Speaking on LCI television in Paris, where Arafat is hospitalized and undergoing medical tests, Leila Shahid, the Palestinian permanent envoy to Paris, said that Arafat -- like all Palestinians -- wants to see President Bush adopt a "policy of peace" rather than what she called a "policy of war."
Shahid said she was worried because during the last four years "the American administration has conducted a policy of war more than a policy of peace" and has "decided to put the peace process in a freezer" over the last four years.
"What worries me is that in this second term, the desire to see a new American president, a new government continuing the peace process is not being fulfilled," Reuters quoted Shahid as saying.
Bush, the first U.S. president to publicly back the creation of a Palestinian state, is viewed throughout the Arab world as being very pro-Israel.
Arafat called to congratulate Bush Wednesday on his victory, expressing hope that a second term will mean new life for the Middle East peace process, Mohammed Rashid, an aide to Arafat said Wednesday, according to the Associated Press.

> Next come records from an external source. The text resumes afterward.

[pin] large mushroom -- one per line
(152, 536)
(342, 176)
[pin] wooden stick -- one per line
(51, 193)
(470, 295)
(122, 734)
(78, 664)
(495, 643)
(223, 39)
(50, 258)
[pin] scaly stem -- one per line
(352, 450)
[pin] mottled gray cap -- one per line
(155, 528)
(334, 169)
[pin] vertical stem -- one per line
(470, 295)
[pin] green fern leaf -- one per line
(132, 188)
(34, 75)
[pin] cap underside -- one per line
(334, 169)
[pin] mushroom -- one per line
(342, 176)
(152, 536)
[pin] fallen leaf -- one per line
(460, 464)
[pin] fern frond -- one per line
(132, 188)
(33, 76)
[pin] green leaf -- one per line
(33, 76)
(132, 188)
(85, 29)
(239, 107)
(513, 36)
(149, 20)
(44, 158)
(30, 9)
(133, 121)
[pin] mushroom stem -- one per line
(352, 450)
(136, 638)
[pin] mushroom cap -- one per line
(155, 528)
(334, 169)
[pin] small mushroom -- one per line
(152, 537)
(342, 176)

Rashid is Arafat's financial adviser.
Arafat said he hopes the Bush administration will be "more engaged" in the process. The Palestinian leader "declares the readiness of the Palestinian leadership to cooperate and work with (Bush) to resume political efforts to bring about peace and the establishment of a Palestinian state based on the president's vision" in the road map, the AP quoted Rashid as saying.

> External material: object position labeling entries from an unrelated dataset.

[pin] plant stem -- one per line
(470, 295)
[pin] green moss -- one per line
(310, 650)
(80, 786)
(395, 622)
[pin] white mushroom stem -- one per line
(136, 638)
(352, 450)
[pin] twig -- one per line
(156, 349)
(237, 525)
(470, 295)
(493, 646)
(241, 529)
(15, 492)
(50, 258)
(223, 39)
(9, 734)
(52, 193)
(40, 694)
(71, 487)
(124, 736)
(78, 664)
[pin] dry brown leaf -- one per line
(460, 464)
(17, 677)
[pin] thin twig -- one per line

Bush's Middle East policy, the "road map" to peace, has been accepted by Israel, the Palestinians, the European Union, Russia and the United Nations as the only way to achieve peace.
The Bush administration has made numerous other attempts to jump-start the Israeli-Palestinian peace process, including President Bush's visit to the region for a three-way summit last year.
All the plans hinged on a cessation of Palestinian terrorism and violence and a dismantling of the terrorist infrastructure by the Palestinian leadership, which never happened.
Without giving any details, Shahid said in the television interview that there were large foreign-policy differences between Bush and Kerry.
PA Foreign Minister Nabil Shaath said recently that if Senator John Kerry became president, his administration would likely include several staff members from the administration of former U.S. President Bill Clinton, which would "be a good thing."
During Clinton's two terms in office, the U.S. administration engaged in an aggressive "peace process" known as the Oslo accords, which collapsed following a failed Israeli-Palestinian-US summit at Camp David in the summer of 2000.
Although Palestinians disputed the reason for the breakdown, Clinton publicly blamed Arafat for the failure of the summit, accusing him of refusing to accept the generous offers of then-Israeli Prime Minister Ehud Barak.
Two months later, Palestinians launched the intifadah - a campaign of suicide bombings and terror attacks that have killed some 1,000 Israelis during the last four years.
Thousands of Palestinians also have lost their lives in battles against Israeli troops and from being caught in the crossfire.